According to the article which defines BIDE:
BIDE: Efficient Mining of Frequent Closed Sequences
Theorem 2 (BackScan search space pruning):
Let the prefix sequence be an n-sequence,
Sp=e1e2...en
. If∃i(1≤i≤n)
and there exists an iteme′
which appears in each of the i-th semi-maximum periods of the prefixSp
inSDB
, we can safely stop growing prefixSp
.Proof:
Because item
e′
appears in each of the i-th semi-maximum periods of the prefixSp
inSDB
, we can get a new prefixS′p=e1e2...ei−1e′ei...en
(1<i≤n)
orS′p=e′e1e2...en(i=1)
, and both(Sp ⊂ S′p)
and(supSDB(Sp)=supSDB(S′p))
hold. Any locally frequent iteme′′
w.r.t. prefixSp
is also a locally frequent item w.r.t.S′p
, in the meantime(〈Sp,e′′〉⊂〈S′p,e′′〉)
and(supSDB(〈Sp,e′′〉)=supSDB(〈S′p,e′′〉))
hold. This means there is no hope to mine frequent closed sequences with prefixSp
.
I understand that for example if I have an AB
pattern, and I find an e'
, for example C
, which is in the 2nd maximum period of the pattern, so between A
and B
for every sequence, which contains AB
, then I can stop growing AB
, because I could use backward extension to make ACB
, which will have the same support, but it is longer. So any pattern I would get by extending AB
forward, certainly won't be a closed pattern, because the C
is missing from it. That's why I have to stop growing AB
and wait until PrefixSpan grows A -> AC -> ACB
with forward extension.
What I don't understand is why the maximum period must be constrained to the semi-maximum period in this context and why testing for the semi-maximum period is okay.

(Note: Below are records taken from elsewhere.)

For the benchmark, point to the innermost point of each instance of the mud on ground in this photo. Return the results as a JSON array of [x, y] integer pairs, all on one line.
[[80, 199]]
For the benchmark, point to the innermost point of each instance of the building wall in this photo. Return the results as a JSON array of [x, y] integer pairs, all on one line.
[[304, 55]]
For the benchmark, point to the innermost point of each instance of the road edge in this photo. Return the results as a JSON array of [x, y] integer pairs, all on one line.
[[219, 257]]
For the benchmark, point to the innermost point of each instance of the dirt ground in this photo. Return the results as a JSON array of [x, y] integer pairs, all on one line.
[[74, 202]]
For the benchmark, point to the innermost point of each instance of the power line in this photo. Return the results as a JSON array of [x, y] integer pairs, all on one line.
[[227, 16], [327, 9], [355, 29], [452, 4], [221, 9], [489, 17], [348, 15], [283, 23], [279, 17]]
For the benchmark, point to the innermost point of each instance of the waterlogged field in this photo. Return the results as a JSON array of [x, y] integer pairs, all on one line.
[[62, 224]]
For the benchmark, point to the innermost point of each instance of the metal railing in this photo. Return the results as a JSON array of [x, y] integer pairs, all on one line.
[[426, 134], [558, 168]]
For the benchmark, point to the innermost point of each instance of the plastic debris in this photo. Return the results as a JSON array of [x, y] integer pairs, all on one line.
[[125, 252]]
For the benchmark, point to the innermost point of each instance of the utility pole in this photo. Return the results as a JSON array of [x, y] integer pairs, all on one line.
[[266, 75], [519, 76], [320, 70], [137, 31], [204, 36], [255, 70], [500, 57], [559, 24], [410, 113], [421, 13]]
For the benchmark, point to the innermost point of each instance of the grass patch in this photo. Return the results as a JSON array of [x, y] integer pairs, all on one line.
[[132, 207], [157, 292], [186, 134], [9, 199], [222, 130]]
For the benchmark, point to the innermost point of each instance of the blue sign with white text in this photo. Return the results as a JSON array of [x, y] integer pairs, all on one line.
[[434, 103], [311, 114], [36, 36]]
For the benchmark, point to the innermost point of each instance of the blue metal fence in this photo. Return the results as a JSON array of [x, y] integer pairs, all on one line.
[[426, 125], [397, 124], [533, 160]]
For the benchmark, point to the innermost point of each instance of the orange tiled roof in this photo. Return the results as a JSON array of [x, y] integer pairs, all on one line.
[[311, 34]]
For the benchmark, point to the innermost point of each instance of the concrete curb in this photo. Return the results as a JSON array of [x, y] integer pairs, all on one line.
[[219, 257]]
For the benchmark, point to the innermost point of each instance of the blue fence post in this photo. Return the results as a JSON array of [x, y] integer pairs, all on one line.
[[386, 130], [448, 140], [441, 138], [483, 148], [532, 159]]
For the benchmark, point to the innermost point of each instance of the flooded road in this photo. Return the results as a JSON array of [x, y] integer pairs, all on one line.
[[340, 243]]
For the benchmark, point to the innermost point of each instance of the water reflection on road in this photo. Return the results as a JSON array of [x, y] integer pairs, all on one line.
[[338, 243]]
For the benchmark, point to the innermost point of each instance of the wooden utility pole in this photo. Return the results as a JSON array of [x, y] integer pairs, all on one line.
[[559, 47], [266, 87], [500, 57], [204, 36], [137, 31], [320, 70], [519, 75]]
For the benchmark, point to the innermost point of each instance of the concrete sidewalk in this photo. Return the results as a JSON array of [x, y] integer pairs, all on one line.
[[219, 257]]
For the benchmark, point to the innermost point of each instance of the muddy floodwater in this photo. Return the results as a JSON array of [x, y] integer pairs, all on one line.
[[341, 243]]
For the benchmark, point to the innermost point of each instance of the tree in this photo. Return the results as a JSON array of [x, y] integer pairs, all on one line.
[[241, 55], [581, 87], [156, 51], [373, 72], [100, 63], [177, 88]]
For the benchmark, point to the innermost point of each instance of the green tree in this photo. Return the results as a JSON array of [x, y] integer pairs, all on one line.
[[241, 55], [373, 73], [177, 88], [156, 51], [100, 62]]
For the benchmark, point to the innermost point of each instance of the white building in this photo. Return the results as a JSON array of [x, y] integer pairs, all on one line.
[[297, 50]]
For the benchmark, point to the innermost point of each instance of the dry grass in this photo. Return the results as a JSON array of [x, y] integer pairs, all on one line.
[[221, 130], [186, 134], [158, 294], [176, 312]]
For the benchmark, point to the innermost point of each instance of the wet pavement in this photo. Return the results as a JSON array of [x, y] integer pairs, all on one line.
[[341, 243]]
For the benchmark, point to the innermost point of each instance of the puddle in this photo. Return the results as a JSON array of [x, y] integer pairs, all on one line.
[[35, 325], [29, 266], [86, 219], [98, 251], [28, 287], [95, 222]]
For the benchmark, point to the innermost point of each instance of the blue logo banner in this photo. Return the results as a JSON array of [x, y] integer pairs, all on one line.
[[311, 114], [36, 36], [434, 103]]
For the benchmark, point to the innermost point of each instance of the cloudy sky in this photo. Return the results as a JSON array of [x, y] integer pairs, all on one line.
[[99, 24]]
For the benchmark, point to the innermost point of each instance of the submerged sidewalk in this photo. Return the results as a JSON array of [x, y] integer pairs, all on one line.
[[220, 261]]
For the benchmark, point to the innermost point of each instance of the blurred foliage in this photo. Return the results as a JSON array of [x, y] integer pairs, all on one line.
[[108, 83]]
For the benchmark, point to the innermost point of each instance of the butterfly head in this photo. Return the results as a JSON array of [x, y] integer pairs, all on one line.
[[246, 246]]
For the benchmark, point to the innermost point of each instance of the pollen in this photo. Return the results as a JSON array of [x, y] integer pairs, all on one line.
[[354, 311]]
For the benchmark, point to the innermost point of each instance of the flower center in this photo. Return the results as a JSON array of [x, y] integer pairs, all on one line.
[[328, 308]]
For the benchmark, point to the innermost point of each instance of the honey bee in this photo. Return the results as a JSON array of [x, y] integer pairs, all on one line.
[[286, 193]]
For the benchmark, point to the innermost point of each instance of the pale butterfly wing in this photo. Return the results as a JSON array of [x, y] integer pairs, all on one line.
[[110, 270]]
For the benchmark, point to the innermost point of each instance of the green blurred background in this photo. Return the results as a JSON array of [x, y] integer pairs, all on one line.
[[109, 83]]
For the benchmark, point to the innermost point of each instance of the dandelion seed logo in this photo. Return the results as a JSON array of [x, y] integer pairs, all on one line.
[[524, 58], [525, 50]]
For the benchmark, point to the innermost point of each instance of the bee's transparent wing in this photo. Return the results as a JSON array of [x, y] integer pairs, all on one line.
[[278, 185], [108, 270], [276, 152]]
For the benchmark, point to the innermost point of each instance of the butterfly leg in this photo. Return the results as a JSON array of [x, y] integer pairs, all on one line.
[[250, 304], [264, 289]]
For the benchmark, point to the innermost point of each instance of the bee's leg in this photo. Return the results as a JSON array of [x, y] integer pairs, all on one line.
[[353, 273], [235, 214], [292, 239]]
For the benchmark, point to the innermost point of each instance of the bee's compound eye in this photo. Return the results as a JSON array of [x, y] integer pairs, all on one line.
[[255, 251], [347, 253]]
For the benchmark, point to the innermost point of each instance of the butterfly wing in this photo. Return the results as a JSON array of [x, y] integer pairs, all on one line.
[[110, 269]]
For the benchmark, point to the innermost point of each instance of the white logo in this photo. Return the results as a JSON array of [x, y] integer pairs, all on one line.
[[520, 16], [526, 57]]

The article does not write a real explanation. Any idea? Can you write an example where we lose closed frequent patterns by using the maximum period instead of the semi-maximum period?

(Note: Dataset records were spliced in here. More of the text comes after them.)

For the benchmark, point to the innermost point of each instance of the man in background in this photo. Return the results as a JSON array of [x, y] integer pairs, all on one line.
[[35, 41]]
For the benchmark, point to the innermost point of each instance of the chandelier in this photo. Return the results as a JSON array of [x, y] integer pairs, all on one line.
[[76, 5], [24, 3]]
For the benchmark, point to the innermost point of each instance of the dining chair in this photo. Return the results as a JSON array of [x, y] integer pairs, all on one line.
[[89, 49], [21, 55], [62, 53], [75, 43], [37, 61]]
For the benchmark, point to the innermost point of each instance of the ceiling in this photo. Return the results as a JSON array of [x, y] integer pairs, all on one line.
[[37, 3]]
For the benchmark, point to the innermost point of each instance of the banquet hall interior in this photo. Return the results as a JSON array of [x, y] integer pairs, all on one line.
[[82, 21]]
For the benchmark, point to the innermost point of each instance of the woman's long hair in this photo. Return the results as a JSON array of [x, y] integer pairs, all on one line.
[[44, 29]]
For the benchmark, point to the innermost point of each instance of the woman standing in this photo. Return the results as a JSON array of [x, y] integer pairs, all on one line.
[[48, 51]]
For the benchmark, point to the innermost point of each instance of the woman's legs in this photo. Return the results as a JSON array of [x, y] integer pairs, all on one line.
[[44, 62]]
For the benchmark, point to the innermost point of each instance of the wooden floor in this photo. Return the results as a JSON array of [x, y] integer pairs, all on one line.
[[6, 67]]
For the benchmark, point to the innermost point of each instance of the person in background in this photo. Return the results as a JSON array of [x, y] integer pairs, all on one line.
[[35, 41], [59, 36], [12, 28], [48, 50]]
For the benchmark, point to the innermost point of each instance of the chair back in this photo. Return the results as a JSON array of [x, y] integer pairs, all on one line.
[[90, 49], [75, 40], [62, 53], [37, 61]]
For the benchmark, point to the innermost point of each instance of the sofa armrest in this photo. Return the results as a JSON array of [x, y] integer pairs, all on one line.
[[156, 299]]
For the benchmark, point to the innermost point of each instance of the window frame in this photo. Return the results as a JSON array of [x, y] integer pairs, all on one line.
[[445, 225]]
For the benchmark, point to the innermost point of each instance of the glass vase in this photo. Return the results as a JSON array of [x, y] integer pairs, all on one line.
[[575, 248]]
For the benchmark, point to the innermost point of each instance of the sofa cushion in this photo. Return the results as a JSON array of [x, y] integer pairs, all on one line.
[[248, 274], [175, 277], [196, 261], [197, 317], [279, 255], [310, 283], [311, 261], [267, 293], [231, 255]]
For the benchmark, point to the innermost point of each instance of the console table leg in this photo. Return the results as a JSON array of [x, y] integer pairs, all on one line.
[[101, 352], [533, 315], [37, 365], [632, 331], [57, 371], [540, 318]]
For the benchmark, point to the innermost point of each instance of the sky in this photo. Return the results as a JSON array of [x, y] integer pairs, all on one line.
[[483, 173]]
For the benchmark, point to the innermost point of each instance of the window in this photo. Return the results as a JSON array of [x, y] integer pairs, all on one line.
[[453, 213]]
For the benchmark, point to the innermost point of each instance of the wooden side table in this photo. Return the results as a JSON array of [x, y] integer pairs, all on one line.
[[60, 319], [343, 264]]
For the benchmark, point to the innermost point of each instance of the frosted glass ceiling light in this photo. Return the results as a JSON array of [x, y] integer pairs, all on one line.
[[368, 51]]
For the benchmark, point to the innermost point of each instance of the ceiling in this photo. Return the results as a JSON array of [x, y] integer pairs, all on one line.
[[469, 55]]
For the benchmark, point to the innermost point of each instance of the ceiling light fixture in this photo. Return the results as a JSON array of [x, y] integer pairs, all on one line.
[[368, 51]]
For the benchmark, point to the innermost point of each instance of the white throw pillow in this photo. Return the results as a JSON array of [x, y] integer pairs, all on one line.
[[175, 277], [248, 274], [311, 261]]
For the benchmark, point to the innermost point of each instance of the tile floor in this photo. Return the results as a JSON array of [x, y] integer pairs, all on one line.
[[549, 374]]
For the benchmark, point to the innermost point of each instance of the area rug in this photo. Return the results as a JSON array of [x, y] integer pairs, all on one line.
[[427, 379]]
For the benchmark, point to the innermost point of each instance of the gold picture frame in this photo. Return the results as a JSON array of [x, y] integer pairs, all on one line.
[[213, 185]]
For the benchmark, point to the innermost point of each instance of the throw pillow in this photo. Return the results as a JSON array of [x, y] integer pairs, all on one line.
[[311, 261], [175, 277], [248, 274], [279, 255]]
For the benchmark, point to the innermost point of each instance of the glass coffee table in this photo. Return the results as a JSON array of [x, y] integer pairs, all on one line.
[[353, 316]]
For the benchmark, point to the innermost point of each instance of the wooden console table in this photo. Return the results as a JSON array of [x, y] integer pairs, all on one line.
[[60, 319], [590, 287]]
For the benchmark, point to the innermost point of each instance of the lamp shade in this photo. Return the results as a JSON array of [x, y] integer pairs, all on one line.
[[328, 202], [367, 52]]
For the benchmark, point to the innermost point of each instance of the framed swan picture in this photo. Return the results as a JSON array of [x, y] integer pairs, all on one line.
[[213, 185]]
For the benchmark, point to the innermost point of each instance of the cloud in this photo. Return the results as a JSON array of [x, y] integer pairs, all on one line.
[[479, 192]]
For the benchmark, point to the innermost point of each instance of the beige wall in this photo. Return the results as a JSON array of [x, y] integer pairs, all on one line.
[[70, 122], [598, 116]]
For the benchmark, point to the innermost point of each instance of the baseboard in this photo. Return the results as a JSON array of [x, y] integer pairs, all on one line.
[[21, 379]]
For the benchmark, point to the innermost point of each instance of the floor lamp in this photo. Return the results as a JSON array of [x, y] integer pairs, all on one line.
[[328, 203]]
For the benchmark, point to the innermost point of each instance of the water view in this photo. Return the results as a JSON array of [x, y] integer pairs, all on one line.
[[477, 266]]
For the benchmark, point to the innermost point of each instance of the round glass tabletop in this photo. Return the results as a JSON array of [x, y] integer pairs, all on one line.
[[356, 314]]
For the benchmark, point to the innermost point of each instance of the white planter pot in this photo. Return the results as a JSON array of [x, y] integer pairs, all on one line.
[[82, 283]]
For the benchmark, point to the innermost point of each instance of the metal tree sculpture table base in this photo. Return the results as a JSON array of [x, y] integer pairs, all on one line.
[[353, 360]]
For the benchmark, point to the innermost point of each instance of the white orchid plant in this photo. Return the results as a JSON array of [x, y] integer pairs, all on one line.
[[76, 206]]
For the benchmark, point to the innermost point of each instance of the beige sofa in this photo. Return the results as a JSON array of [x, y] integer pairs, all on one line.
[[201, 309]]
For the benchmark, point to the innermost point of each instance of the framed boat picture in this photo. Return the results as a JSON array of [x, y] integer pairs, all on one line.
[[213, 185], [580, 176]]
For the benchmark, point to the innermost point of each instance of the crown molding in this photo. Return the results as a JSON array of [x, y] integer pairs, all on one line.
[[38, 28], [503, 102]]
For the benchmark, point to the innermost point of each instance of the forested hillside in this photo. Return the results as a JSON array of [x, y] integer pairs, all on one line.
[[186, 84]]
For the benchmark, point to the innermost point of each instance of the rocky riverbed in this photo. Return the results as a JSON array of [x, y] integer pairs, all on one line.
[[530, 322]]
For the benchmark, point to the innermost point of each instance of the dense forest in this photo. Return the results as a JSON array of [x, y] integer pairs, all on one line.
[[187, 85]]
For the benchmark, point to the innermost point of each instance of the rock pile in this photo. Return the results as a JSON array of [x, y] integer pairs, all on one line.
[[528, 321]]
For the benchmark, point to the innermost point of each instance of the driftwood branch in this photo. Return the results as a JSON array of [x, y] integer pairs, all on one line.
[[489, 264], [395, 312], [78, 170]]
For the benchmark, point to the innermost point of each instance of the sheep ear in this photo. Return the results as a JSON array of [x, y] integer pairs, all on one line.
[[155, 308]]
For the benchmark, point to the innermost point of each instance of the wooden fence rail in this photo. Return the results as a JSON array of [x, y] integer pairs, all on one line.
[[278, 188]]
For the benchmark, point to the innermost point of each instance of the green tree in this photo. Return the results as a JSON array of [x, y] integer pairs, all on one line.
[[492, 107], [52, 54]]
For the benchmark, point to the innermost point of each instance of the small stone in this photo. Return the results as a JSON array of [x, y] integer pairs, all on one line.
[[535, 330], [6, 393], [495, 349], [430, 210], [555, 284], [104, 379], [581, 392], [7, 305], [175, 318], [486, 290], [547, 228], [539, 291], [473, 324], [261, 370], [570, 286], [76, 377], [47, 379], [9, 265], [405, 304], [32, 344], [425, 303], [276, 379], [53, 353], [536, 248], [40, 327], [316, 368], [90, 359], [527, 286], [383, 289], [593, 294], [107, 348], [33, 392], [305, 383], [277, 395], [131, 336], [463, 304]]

I think I got the answer. Here is an example which has new events in the max period, but not in the semi-max period:
[AxByB,AqBtyB], AB
2nd max period: [xBy,qBty] -> By
2nd semi-max period: [x,q] -> 0
According to it, I cannot stop growing AB
, because there is no e'
in the semi-max period with the same support. On the other hand there is e'
in the max period with the same support, so we could reach A{By}B
pattern with backward extension from AB
.
But I found that we can reach AB{yB}
with forward extension from AB
too. With more overlaps, for example by patterns like ABAB
we will get the same conclusion; we can grow the initial AB
with forward extension into AB{*A*B}
, but we cannot add any character to the semi max period A{*}B
, because we cannot reach that with forward extension from AB
and PrefixSpan grows pattern with forward extension only.
So for example if we find x
in the 2nd semi max period of AB
with the same support, then we have to stop growing AB
and wait for PrefixSpan to grow AxB
in the A -> Ax -> AxB
way, and continue to grow the AxB
pattern rather than the AB
pattern. Of course, we are looking for closed frequent patterns here, not for frequent patterns, so we can prune the search space this way safely.
I am not sure whether it is possible to design a frequent pattern mining algorithm, which does both forward and backward extensions. Maybe later I'll try to design such an algorithm just for the challenge, but for now BIDE is fine for what I am doing.